Claude CodeがProjectsを刷新、複数AIエージェントをクラウドで協調管理
AnthropicはClaude Codeを、1つの質問に1つのエージェントが答える開発支援ツールから、複数のエージェントをまとめて動かす作業環境へと広げようとしている。The Verge AIによると、刷新されたProjects機能では、1つのクラウドプロジェクトに複数のClaude Codeエージェントを配置できる。エージェントはプロジェクトのメモリ、目標、ファイル、成果物を共有し、同じ作業の文脈を保ちながら役割を分担する。
主なポイント
- 複数スレッドを並行実行:各スレッドが異なる作業を担当し、同時に処理を進められる。
- コーディネーターが全体を整理:プロジェクト全体の作業を調整し、ユーザーは個別スレッドを操作することも、メインのプロジェクトチャットから進捗を確認・更新することもできる。
- スレッドごとに分離された環境:内部では各スレッドが独立したClaude Codeのクラウドセッションとして動作し、自分専用のブランチとリポジトリのコピーを使う。
- さらに細かい分割も可能:必要に応じて、サブエージェント、ループ、ワークフローを使い、担当タスクを小さく分解できる。
重要なのは、単に複数のチャットを開けるようになったことではない。各エージェントに共通のプロジェクト文脈を与え、作業同士をつなぐ仕組みが用意された点にある。たとえば、1つのスレッドが機能の実装を担当し、別のスレッドがテストを進め、さらに別のスレッドがドキュメントを整理するといった分担が可能になる。ユーザーは目的と優先順位を設定し、全体の成果を確認する役割を担う。
一方で、複数エージェントが協調すれば、開発上の衝突がなくなるわけではない。複数のスレッドが同じコードを変更した場合、その重複は通常のプルリクエストと同じようなマージ競合として扱われる。コーディネーターは作業を整理できるものの、どの変更を採用するか、どの順番で統合するか、最終的に何を承認するかまで自動的に解決するわけではない。実運用では、タスクの境界とレビュー基準が重要になる。

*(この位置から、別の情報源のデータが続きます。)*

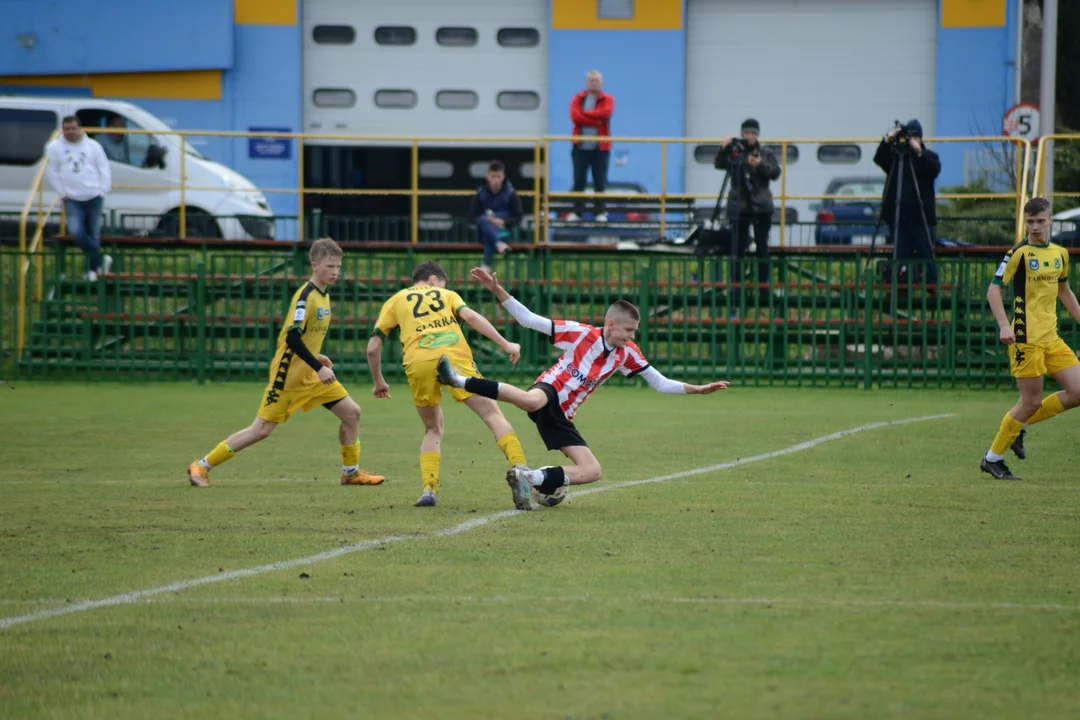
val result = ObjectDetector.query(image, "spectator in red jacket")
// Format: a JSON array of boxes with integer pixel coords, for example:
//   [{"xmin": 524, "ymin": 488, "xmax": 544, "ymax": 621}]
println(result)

提供開始時点では、スレッドはクラウド上で実行される。Anthropicはローカルのツールとコードへの対応を「間もなく」追加すると説明しているが、具体的な時期は示していない。刷新されたProjectsは、まず一部のClaude ProおよびMax加入者向けにベータ提供され、その後すべてのPro、Max、Team、Enterpriseユーザー、さらにCoworkと通常のClaudeチャットへ拡大される予定だ。
意味と影響
今回の更新は、AIコーディングの競争軸が単発のコード生成から、継続的な作業をどう組織するかへ移りつつあることを示す。共有コンテキスト、ブランチの分離、競合処理、人間によるレビューは、モデルの生成能力と同じくらい重要になるだろう。
Projectsは、人間が目標を定め、複数のデジタル協働者を監督する開発モデルを試す機能だ。ただし、現時点では完全な自律型チームではない。競合の解決は残り、提供開始時にはローカル環境にも対応していない。それでも、メモリ、調整、並列実行を1つの画面にまとめたことで、AIエージェントをより構造的に使う方向性を示している。